Missionaries … helped to grow us up … Most of them did their best and I'm glad they taught me. Now I can speak for myself.

 (Nanjiwarra Amagula, Angurugu, Groote Eylandt, 1997)[1]

 Groote Eylandt elder Nanjiwarra was educated at the mission school.  His was a different, more positive experience of Christian missionaries than the adverse experiences which receive much media attention.

Because of growing awareness of the injustices meted out to Aboriginal Australians, the words ‘mission’ and ‘missionary’ have gained negative connotations, a criticism occasionally—but not always—deserved. The history of Aboriginal and European interaction in Australia certainly includes the ‘stolen generations’. But history is far more complex than that.

‘The stolen generations’, a phrase now familiar to most Australians, speaks of the suffering and sometimes permanent damage caused to Aboriginal children unjustly removed from their families and frequently raised in institutions. The extent of this practice only became widely known through the 1995-97 National Inquiry into the Separation of Aboriginal and Torres Strait Islander Children from their Families. Its report, Bringing Them Home, was released in 1997.[2]

Most Australians are now aware of the injustice and racism which drove these restrictive practices. Politicians and public servants who developed racist policies towards indigenous people deserve our criticism. So do those who, in the name of those policies, acted with cruelty and inhumanity towards Aboriginal children. This includes some missionaries, but it also includes a far larger number of police officers, government officials and staff of Government-owned reserves and children’s homes. Furthermore, unless care is taken with complex historical data, missions can be the unintended victims of misinformation.

Hand shadows

Recently the Aboriginal walkout from Cummeragunja in 1939 was mentioned in the media but wrongly referred to as ‘leaving the mission’. References to the 1939 Aboriginal protest often call Cummeragunja a ‘mission’. The problem is that Cummeragunja, once part of the Christian Maloga Mission was no longer a mission but a Government institution. Its history is complex but the people who walked off Cummeragunja were leaving an oppressive, unhealthy, restrictive institution which belonged to the NSW Government, not a church. This misunderstanding is exacerbated by the tendency of some Aboriginal people to call all institutions for Aboriginal people ‘missions’.  The first institutions for Aboriginal people were usually missions and the label has stuck.

Another recent example of how Aboriginal history can be misunderstood and therefore misjudged is the story of the Methodist Church’s Croker Island Mission. These ‘Stolen Generation’ children were mixed-race Aboriginal children. Government policy was that they should be raised in an institution. Government officers, not missionaries, removed the children. The Methodist Mission agreed to receive the children. Missionaries were responsible for the care of the children, not their removal. These children have recently gained publicity from the film Croker Island Exodus, the story of the children’s escape from the wartime Japanese threat in the care of young missionary Margaret Somerville. The now-elderly Aboriginal women have good memories of life on the mission and clearly recalled Margaret Somerville with great affection. [3]

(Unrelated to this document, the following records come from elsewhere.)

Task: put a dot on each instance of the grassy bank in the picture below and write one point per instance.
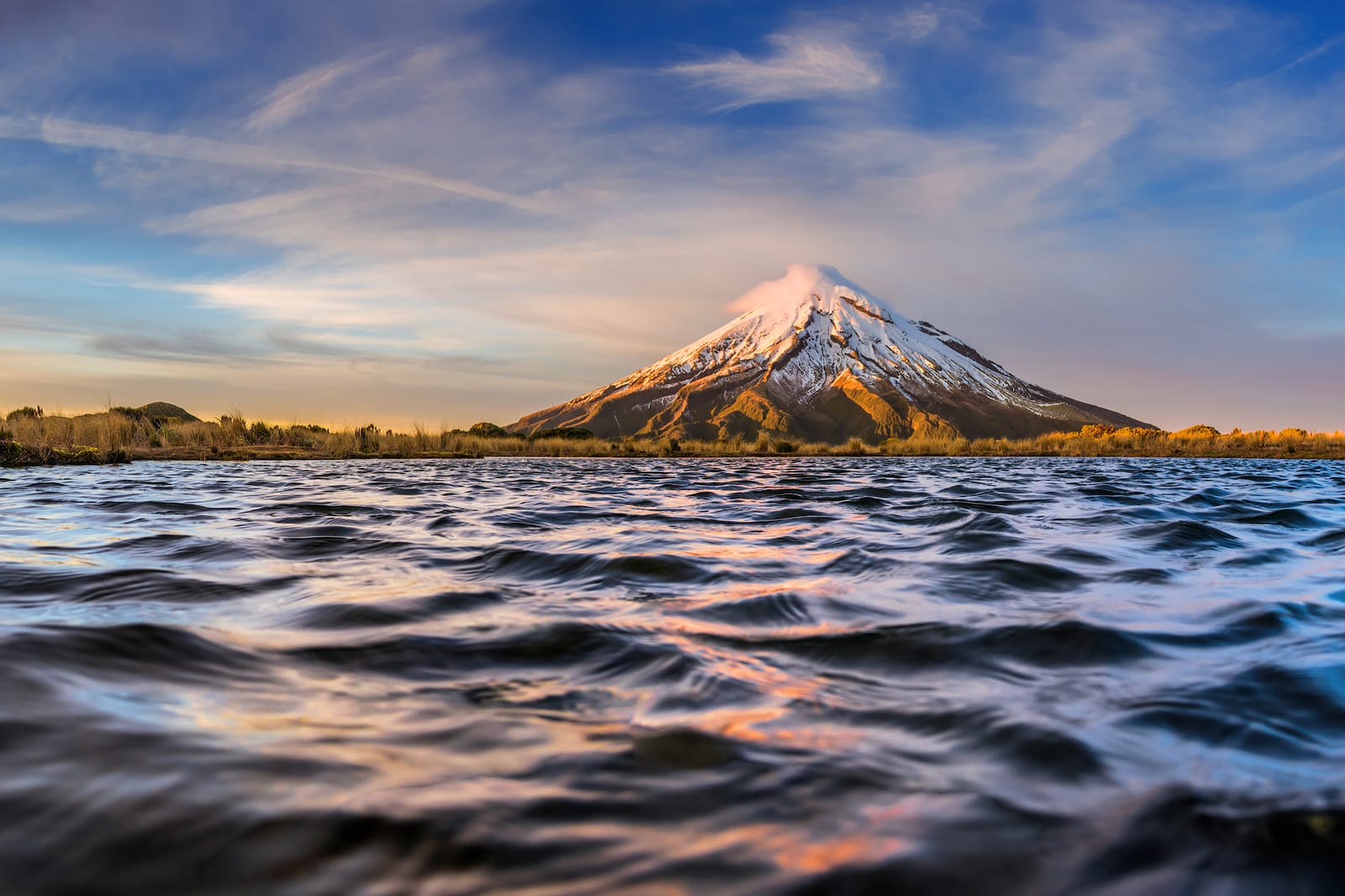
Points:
(30, 437)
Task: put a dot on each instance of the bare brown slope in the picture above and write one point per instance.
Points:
(746, 407)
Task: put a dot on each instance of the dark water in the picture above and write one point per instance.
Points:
(815, 676)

The institutionalising of Aboriginal children.[4]

The first institution for Aboriginal people was Governor Macquarie's Native Institution at Parramatta in 1814. Not a Christian mission, it was educational, but the first headmaster, ex-missionary William Shelley, had served with the London Missionary Society in Tonga.  The children went willingly. Many parents moved out of Sydney to camp near the school. Its name—Blacktown—still survives. The children showed high intelligence, regularly performing better than white children in public examinations, much to the consternation of white residents of Sydney! But to survive, the school needed its patron. It lingered on for a few years after Macquarie left, but it was reported in 1828 that 'its spirit, with that of its founder, is departed'.[5]     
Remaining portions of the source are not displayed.